The function of the concept of partial truth is not only to provide the bridge between error and truth but also between ignorance and perfect knowledge. Marxist-Leninists argue very much like William James, with whom otherwise they radically disagree, that ‘truth is largely made out of previous truths’ . This applies not only to the partial truths of to-day but also to the absolute truth as an ideal goal of the whole historical development of mankind. Perfect knowledge, which no further experience can ever alter or improve, is not something ready-made and waiting to be discovered all together and at once. It is rather like the limit of a converging series to which its partial sums approximate more and more. Perfect knowledge is something in the course of becoming; it is a process in virtue of which perfect knowledge itself is coming into being.

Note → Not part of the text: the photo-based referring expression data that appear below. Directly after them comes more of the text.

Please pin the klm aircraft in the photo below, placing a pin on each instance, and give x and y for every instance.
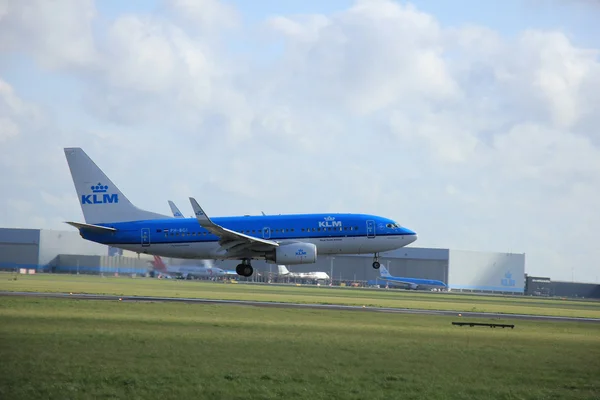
(412, 283)
(111, 219)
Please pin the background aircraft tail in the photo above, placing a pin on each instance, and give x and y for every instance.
(384, 272)
(158, 264)
(282, 270)
(101, 201)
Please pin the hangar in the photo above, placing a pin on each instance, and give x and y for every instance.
(461, 270)
(60, 251)
(66, 251)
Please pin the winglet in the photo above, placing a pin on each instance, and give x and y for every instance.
(202, 218)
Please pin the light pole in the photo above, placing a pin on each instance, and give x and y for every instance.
(331, 271)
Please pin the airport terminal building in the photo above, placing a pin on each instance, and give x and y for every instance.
(66, 251)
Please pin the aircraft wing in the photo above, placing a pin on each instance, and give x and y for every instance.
(229, 240)
(93, 228)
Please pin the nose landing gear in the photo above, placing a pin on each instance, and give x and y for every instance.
(244, 269)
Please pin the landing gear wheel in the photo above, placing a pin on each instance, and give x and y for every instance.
(244, 269)
(247, 270)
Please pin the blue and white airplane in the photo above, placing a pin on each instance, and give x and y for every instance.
(412, 283)
(111, 219)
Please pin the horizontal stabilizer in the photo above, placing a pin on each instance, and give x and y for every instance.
(93, 228)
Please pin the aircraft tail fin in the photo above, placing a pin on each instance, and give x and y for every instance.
(175, 210)
(282, 270)
(384, 272)
(100, 199)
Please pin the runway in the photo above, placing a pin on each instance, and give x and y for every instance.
(464, 314)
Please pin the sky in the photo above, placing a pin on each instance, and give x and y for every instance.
(473, 123)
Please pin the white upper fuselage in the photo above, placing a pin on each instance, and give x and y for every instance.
(185, 238)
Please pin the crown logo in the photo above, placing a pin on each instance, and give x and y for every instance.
(99, 188)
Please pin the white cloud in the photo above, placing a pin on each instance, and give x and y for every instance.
(57, 33)
(471, 138)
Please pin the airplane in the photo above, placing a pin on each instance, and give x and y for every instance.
(111, 219)
(186, 271)
(179, 214)
(315, 275)
(412, 283)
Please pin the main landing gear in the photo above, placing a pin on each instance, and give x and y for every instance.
(244, 269)
(376, 264)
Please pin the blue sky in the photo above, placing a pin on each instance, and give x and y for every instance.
(486, 150)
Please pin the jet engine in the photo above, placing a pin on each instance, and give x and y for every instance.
(296, 253)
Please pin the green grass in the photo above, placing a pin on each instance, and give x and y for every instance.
(298, 294)
(88, 349)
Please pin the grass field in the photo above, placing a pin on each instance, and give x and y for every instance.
(87, 349)
(302, 294)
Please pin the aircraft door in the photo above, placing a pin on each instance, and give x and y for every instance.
(370, 229)
(266, 233)
(145, 237)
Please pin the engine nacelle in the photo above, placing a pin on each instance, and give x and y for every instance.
(296, 253)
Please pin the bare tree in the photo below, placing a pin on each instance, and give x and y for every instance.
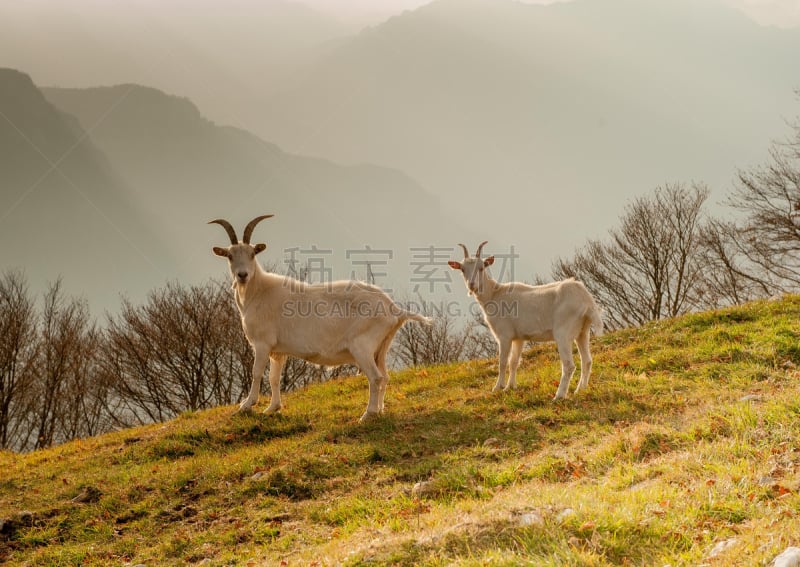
(183, 350)
(18, 348)
(67, 346)
(729, 277)
(768, 238)
(649, 268)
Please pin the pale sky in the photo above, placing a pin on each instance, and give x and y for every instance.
(781, 13)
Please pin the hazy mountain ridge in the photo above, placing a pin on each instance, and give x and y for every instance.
(57, 182)
(185, 170)
(581, 105)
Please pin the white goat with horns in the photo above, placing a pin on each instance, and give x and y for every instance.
(343, 322)
(562, 311)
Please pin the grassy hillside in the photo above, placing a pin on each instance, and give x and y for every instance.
(687, 437)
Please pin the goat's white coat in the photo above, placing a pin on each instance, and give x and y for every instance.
(344, 322)
(562, 311)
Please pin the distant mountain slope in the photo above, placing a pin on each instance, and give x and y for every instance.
(185, 170)
(63, 209)
(224, 55)
(538, 112)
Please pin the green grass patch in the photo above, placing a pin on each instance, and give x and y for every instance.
(686, 436)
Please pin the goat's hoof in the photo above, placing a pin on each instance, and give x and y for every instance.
(368, 416)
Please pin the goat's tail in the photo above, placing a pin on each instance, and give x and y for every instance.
(411, 316)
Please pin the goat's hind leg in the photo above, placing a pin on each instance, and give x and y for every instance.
(366, 362)
(586, 359)
(516, 354)
(567, 366)
(505, 349)
(275, 369)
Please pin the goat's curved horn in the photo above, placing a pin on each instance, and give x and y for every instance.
(248, 230)
(228, 228)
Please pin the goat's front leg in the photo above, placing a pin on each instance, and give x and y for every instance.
(261, 355)
(505, 349)
(276, 362)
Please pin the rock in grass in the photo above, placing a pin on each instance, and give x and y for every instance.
(722, 546)
(564, 515)
(87, 495)
(789, 558)
(423, 488)
(530, 518)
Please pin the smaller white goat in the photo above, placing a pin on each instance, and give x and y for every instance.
(344, 322)
(516, 312)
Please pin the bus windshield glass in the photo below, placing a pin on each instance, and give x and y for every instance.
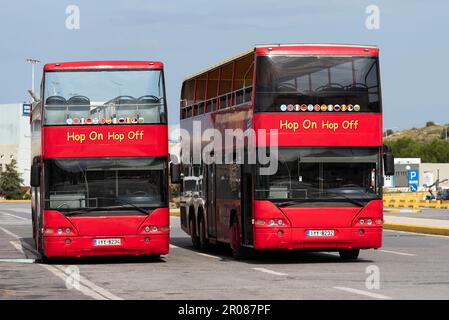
(314, 174)
(338, 82)
(104, 97)
(105, 184)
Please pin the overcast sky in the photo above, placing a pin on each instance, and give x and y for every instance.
(191, 35)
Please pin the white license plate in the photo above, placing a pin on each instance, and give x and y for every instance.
(320, 233)
(107, 242)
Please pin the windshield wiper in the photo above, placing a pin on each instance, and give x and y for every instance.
(351, 200)
(78, 212)
(124, 202)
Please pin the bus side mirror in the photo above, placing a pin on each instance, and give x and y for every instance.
(35, 179)
(248, 169)
(388, 161)
(175, 173)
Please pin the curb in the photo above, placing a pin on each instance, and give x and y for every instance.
(175, 213)
(417, 228)
(405, 210)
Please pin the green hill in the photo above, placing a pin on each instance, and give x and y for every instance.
(422, 135)
(427, 143)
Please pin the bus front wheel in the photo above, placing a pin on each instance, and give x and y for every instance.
(349, 254)
(236, 246)
(194, 237)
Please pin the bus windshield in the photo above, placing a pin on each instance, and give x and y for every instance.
(104, 97)
(105, 184)
(313, 174)
(317, 81)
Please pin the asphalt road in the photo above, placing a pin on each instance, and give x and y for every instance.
(409, 266)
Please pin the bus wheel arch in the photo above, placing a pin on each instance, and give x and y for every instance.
(193, 228)
(202, 234)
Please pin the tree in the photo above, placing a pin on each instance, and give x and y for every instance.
(10, 182)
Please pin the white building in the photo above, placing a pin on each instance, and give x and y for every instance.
(15, 139)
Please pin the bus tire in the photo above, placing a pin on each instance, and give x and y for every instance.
(204, 242)
(193, 236)
(349, 254)
(238, 252)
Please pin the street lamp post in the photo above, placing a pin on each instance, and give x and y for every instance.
(33, 63)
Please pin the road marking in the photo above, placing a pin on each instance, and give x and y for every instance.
(18, 260)
(20, 246)
(82, 288)
(86, 287)
(9, 233)
(270, 271)
(399, 253)
(92, 286)
(13, 215)
(207, 255)
(363, 293)
(419, 234)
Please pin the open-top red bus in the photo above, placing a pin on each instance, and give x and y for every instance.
(324, 103)
(99, 160)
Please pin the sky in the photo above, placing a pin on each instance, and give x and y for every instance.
(188, 36)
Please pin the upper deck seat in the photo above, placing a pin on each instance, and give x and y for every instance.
(79, 107)
(55, 110)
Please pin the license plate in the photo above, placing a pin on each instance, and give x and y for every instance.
(320, 233)
(107, 242)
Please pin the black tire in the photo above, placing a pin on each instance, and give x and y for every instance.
(238, 252)
(204, 242)
(193, 236)
(349, 254)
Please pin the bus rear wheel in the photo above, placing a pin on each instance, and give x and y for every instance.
(237, 249)
(193, 236)
(204, 242)
(349, 254)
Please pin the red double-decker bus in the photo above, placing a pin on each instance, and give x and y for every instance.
(323, 102)
(99, 160)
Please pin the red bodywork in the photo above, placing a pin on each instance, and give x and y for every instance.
(354, 129)
(294, 129)
(125, 140)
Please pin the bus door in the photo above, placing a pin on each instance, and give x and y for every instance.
(210, 200)
(246, 199)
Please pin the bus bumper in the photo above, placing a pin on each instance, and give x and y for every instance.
(296, 238)
(83, 246)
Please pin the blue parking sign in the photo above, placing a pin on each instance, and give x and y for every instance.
(413, 180)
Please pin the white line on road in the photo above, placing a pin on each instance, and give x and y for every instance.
(9, 233)
(399, 253)
(14, 216)
(82, 288)
(270, 271)
(363, 293)
(419, 234)
(89, 284)
(207, 255)
(18, 260)
(86, 287)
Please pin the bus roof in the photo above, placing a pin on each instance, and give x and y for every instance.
(297, 48)
(103, 65)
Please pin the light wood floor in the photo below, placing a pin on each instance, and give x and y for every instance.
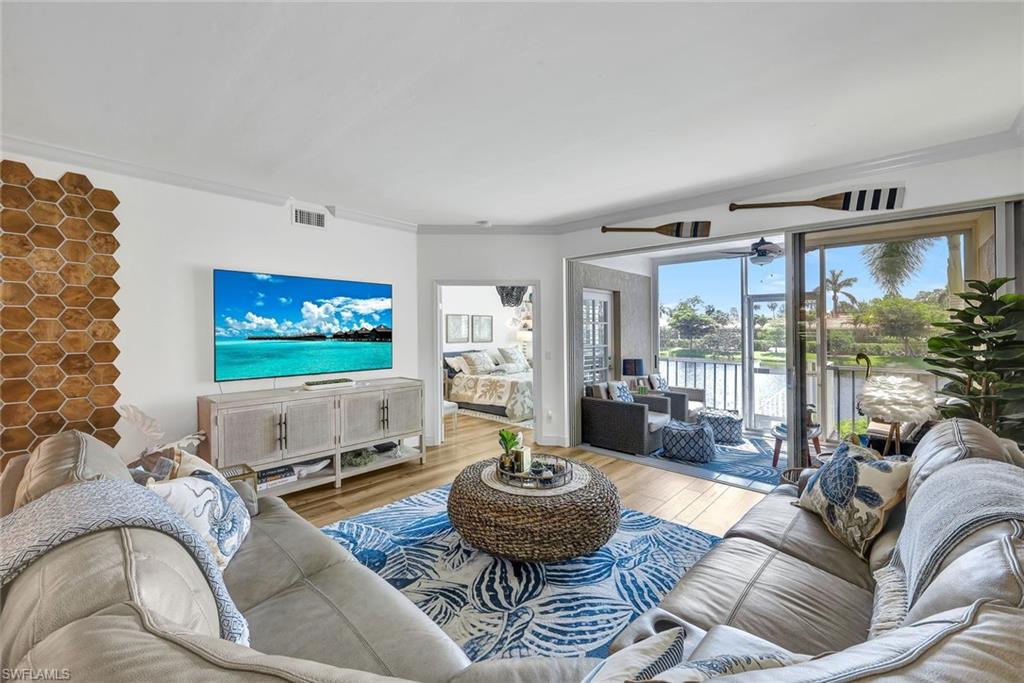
(699, 504)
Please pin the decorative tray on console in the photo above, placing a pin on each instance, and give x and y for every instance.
(546, 472)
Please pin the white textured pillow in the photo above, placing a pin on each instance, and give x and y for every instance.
(458, 364)
(210, 506)
(513, 354)
(479, 363)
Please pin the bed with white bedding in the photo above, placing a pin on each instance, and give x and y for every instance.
(505, 393)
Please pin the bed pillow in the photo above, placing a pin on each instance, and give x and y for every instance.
(479, 363)
(511, 368)
(458, 364)
(853, 497)
(514, 354)
(211, 507)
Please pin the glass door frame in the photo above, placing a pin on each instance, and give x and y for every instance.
(750, 300)
(608, 299)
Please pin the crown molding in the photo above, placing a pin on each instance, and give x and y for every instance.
(760, 187)
(766, 185)
(18, 145)
(431, 228)
(1008, 139)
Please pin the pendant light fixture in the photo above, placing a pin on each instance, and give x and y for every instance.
(511, 296)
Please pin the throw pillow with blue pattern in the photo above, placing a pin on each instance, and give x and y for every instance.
(658, 383)
(620, 391)
(211, 506)
(853, 497)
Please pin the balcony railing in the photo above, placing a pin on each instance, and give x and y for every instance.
(721, 380)
(723, 385)
(845, 383)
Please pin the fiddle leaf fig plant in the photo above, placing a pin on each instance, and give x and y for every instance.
(981, 353)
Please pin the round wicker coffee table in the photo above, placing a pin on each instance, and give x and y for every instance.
(535, 528)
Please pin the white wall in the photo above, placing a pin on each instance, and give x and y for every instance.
(172, 238)
(479, 300)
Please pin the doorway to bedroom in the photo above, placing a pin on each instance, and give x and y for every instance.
(487, 353)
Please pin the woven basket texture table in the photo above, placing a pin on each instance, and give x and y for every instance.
(534, 528)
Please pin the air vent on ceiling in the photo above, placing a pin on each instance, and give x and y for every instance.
(310, 217)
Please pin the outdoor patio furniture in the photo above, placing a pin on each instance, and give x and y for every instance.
(689, 441)
(727, 425)
(780, 432)
(629, 427)
(684, 400)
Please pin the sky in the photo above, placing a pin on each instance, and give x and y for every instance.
(257, 303)
(718, 282)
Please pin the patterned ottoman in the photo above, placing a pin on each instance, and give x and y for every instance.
(693, 442)
(727, 425)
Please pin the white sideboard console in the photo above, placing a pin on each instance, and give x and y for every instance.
(273, 427)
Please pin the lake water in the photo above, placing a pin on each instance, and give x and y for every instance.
(243, 358)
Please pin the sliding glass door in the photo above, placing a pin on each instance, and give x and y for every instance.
(597, 336)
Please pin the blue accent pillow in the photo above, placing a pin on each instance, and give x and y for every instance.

The metaphor of an infinite series, applied to the way in which knowledge is gained and extended, does more harm than good when it is taken literally. For we do not know the law in accordance with which the present partial truths are made out of previous partial truths and in the absence of this knowledge no series is determined. Similarly, the concept of limit and convergence has no meaning as applied to statements. The idea that each truth, as well as knowledge as a system of wholly true statements, is produced by the summation of partial truths, transformed from a metaphoric image into a descriptive phrase with factual implications and regarded as a faithful reflection of the actual process of acquiring knowledge, is bound, as will be seen, to make havoc of what reliable knowledge is.